Repository files navigation

=                                                                               
           _  _                                                                
          ( `   )_                                                             
         (    )    `)                                                          
       (_   (_ .  _) _)                                                        
                                      _                                        
                                     (  )                                      
      _ .                         ( `  ) . )                                   
    (  _ )_                      (_, _(  ,_)_)                                 
  (_  _(_ ,)                                                                   
                                                                               
           _  _               ___ _             _  ___                   _     
          ( `   )_           / __| |___ _  _ __| |/ __|_ _ _____ __ ____| |    
         (    )    `)       | (__| / _ \ || / _` | (__| '_/ _ \ V  V / _` |    
       (_   (_ .  _) _)      \___|_\___/\_,_\__,_|\___|_| \___/\_/\_/\__,_|    
                                                                               
                                                     _                         
                                                    (  )                       
                  _, _ .                         ( `  ) . )                    
                 ( (  _ )_                      (_, _(  ,_)_)                  
               (_(_  _(_ ,)                                                    
                                                                               
                                                                               
                                                                               
  ~ CloudCrowd ~

    * Parallel processing for the rest of us
    * Write your scripts in Ruby
    * Works with Amazon EC2 and S3
    * split -> process -> merge
    * As easy as `gem install cloud-crowd`

    Well-suited for:
    
    * Generating or resizing images.
    * Encoding video.
    * Running text extraction or OCR on PDFs.
    * Migrating a large file set or database.
    * Web scraping.
    
    
  ~ Documentation ~
  
    Wiki: https://github.com/documentcloud/cloud-crowd/wiki
    Rdoc: http://www.rubydoc.info/github/documentcloud/cloud-crowd
  
  
  ~ Getting started ~
  
    # Install the gem.
    
      >> sudo gem install cloud-crowd
    
    # Install the CloudCrowd configuration files to a location of your choosing.
    
      >> crowd install ~/config/cloud-crowd
    
    # Now, you can use the full complement of `crowd` commands from inside of
    # this configuration directory.
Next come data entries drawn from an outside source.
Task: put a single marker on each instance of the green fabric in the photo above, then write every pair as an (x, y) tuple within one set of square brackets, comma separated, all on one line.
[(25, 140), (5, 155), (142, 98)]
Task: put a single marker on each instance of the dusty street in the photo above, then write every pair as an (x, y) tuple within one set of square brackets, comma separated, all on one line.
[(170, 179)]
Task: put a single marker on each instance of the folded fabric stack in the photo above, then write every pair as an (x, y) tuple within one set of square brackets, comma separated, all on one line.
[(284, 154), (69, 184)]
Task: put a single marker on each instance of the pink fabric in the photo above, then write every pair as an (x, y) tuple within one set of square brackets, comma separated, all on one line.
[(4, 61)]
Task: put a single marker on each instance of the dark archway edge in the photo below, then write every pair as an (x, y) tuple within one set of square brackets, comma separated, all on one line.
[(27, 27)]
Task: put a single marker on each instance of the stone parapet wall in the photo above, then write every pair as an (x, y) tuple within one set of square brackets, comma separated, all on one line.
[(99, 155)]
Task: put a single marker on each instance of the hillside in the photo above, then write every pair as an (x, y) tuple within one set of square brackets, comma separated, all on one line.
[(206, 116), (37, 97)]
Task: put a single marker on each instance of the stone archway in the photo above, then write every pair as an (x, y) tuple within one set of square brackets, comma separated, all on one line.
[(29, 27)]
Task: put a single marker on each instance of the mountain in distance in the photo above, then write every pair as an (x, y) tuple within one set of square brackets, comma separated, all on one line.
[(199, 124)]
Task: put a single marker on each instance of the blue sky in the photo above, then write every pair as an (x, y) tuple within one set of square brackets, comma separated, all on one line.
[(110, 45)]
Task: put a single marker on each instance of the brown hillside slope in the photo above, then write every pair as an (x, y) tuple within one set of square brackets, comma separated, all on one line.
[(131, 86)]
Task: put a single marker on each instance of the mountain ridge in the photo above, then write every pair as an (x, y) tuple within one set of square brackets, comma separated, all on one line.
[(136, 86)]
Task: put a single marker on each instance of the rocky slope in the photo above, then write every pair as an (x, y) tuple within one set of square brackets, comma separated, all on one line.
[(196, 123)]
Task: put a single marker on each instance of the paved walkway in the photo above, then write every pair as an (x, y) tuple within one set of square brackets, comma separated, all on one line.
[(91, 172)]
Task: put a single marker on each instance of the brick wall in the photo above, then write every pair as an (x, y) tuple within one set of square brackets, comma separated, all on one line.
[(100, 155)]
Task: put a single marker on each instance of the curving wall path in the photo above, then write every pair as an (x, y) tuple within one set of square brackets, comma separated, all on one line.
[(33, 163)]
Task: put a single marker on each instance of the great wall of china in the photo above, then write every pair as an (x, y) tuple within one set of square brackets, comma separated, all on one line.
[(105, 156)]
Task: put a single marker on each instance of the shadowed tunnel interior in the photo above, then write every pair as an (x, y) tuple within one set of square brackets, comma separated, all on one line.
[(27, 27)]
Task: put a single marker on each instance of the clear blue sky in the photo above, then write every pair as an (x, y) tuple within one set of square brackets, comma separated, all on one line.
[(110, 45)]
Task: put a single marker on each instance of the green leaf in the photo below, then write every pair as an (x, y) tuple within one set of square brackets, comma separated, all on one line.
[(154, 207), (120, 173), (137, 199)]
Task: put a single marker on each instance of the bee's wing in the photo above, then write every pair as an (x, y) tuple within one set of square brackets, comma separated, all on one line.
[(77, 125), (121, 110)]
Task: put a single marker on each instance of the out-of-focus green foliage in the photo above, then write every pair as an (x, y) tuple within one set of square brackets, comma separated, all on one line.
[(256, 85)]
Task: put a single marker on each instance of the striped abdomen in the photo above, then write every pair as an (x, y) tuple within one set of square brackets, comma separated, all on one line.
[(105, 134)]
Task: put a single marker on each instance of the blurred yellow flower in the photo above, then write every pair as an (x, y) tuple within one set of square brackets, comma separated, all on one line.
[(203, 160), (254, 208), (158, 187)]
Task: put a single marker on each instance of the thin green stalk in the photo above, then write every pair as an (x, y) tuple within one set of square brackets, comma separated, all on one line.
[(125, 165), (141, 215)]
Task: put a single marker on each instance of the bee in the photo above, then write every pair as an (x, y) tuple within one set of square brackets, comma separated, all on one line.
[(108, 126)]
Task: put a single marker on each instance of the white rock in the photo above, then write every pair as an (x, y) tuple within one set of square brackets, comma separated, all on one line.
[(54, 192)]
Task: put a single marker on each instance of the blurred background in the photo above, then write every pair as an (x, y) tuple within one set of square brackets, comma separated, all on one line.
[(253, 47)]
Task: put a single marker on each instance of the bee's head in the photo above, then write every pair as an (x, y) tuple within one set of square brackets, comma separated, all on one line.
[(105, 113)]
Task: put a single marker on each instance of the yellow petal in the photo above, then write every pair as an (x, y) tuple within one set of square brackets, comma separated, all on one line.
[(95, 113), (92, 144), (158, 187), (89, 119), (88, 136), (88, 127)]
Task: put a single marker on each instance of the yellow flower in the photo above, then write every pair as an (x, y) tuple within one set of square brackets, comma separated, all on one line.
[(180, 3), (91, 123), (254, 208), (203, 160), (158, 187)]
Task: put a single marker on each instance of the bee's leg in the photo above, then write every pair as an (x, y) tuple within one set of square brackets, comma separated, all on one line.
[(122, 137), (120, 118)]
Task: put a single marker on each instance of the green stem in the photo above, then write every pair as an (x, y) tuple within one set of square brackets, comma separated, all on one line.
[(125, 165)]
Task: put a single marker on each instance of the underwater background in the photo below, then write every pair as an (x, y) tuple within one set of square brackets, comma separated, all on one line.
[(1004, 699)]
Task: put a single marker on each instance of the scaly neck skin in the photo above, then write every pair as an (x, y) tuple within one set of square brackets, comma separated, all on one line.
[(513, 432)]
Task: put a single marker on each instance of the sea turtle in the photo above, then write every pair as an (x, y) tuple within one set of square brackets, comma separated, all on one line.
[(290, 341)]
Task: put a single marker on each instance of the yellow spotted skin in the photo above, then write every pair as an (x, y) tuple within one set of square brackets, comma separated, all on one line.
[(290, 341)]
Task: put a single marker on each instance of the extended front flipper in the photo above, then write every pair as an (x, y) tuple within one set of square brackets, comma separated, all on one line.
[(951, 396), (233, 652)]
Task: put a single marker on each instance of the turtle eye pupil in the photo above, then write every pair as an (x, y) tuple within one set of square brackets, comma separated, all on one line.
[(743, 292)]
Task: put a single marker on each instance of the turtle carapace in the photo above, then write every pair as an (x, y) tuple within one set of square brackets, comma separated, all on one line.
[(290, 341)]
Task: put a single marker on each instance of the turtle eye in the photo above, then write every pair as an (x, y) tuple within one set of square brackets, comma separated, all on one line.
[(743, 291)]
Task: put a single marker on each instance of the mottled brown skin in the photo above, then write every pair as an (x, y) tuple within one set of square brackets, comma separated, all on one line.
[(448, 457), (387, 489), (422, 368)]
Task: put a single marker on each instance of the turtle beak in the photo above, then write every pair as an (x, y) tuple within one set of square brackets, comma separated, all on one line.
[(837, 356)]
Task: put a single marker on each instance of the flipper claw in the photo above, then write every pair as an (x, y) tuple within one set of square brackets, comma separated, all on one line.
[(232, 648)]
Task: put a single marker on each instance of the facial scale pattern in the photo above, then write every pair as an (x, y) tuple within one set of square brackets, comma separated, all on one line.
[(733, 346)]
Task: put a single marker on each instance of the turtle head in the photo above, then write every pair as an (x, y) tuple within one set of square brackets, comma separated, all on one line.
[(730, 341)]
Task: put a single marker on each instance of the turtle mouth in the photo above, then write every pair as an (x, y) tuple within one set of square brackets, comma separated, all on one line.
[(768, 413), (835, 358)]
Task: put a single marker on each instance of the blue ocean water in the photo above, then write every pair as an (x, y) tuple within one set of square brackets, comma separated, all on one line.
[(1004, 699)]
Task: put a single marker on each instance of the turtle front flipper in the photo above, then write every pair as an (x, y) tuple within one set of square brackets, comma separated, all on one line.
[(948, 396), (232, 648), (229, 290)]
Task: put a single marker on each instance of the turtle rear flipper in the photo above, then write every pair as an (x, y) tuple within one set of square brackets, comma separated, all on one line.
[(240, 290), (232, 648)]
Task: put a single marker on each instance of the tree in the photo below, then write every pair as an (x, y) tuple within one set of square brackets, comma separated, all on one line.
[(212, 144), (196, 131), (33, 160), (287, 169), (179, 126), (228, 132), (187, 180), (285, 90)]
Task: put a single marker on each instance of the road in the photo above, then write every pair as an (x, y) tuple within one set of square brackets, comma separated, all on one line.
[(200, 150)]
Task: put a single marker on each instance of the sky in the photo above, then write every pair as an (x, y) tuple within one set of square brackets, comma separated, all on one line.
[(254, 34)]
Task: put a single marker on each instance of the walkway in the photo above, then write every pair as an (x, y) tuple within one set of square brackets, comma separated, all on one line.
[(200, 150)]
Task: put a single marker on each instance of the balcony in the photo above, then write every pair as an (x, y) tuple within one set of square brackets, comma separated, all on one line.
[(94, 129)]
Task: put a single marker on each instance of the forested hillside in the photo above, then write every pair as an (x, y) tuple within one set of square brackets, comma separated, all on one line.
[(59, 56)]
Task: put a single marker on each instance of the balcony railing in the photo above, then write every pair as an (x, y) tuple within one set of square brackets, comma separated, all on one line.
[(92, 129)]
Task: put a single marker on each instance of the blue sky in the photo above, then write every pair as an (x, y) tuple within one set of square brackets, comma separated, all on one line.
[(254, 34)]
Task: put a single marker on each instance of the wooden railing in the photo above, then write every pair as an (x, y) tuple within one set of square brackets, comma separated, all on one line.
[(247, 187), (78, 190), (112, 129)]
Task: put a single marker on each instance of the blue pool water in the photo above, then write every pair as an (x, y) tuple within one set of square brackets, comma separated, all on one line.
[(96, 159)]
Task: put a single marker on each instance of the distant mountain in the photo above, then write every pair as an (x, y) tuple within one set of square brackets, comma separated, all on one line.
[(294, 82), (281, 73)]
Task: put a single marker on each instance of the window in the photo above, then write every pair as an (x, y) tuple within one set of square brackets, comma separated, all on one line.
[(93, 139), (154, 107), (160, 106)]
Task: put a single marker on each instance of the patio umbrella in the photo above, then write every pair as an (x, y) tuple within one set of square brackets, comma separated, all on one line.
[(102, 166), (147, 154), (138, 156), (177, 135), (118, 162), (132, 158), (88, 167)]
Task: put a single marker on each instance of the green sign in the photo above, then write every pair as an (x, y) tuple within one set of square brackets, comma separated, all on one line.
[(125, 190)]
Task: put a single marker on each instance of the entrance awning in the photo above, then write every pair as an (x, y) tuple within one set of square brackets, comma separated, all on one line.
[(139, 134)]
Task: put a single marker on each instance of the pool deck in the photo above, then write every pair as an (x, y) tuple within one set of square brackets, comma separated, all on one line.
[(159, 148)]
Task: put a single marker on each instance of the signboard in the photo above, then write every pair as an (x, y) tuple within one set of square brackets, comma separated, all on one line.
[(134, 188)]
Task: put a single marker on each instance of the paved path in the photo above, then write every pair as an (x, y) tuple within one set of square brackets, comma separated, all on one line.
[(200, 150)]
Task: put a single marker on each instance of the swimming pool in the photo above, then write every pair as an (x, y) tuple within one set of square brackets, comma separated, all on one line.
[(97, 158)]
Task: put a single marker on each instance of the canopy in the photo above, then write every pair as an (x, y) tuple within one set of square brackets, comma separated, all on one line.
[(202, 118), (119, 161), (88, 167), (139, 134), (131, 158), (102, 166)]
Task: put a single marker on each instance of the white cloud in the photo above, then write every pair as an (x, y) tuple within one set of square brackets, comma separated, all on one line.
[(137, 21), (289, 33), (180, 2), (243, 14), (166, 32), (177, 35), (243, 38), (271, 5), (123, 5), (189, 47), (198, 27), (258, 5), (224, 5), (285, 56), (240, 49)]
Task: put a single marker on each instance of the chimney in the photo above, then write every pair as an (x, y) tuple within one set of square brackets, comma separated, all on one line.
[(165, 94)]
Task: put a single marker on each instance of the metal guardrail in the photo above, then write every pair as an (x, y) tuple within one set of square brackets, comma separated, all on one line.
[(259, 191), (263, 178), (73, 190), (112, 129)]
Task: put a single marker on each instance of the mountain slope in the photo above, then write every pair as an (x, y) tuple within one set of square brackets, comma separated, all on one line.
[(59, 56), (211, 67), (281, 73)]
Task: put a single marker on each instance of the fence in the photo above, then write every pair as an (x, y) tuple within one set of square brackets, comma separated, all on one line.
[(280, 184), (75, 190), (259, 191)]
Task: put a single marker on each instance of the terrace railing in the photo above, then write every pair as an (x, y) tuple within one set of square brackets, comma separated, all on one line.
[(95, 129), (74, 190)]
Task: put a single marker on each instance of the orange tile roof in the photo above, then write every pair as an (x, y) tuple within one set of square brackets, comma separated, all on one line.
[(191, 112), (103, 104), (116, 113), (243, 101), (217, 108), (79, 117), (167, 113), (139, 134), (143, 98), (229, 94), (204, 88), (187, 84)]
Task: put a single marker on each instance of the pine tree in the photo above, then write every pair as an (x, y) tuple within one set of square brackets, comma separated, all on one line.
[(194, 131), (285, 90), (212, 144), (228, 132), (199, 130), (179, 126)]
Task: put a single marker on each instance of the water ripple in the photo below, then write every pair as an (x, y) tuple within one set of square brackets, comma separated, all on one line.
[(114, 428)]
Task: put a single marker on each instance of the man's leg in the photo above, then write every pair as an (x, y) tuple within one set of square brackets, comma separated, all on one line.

To see the available commands:
    
      >> crowd --help
    
    # Edit the configuration files to your satisfaction, add AWS credentials, 
    # and then load the CloudCrowd schema into your configured database.
    
      >> cd ~/config/cloud-crowd
      >> mate config.yml
      >> mate database.yml
      >> [create the database you just configured...]
      >> crowd load_schema
    
    # Write your actions, and install them into the 'actions' subdirectory.
    # CloudCrowd comes with a few default actions as an example.
    
    # To launch the central server (make sure that you include its location
    # in config.yml):
    
      >> crowd server
    
    # The configuration folder also includes 'config.ru', which can be used by
     # any Rack-compliant webserver to run your central server.
    
    # Then, to launch a node of workers:
    
      >> crowd node
    
    # To spin up remote nodes, install the 'cloud-crowd' gem and copy over
    # your configuration directory. Run `crowd node`, and the remote machines
    # will register with the central server, becoming available for processing.
    
    # At this point you can visit your Operations Center at localhost:9173 to 
    # view all of your nodes, ready for action.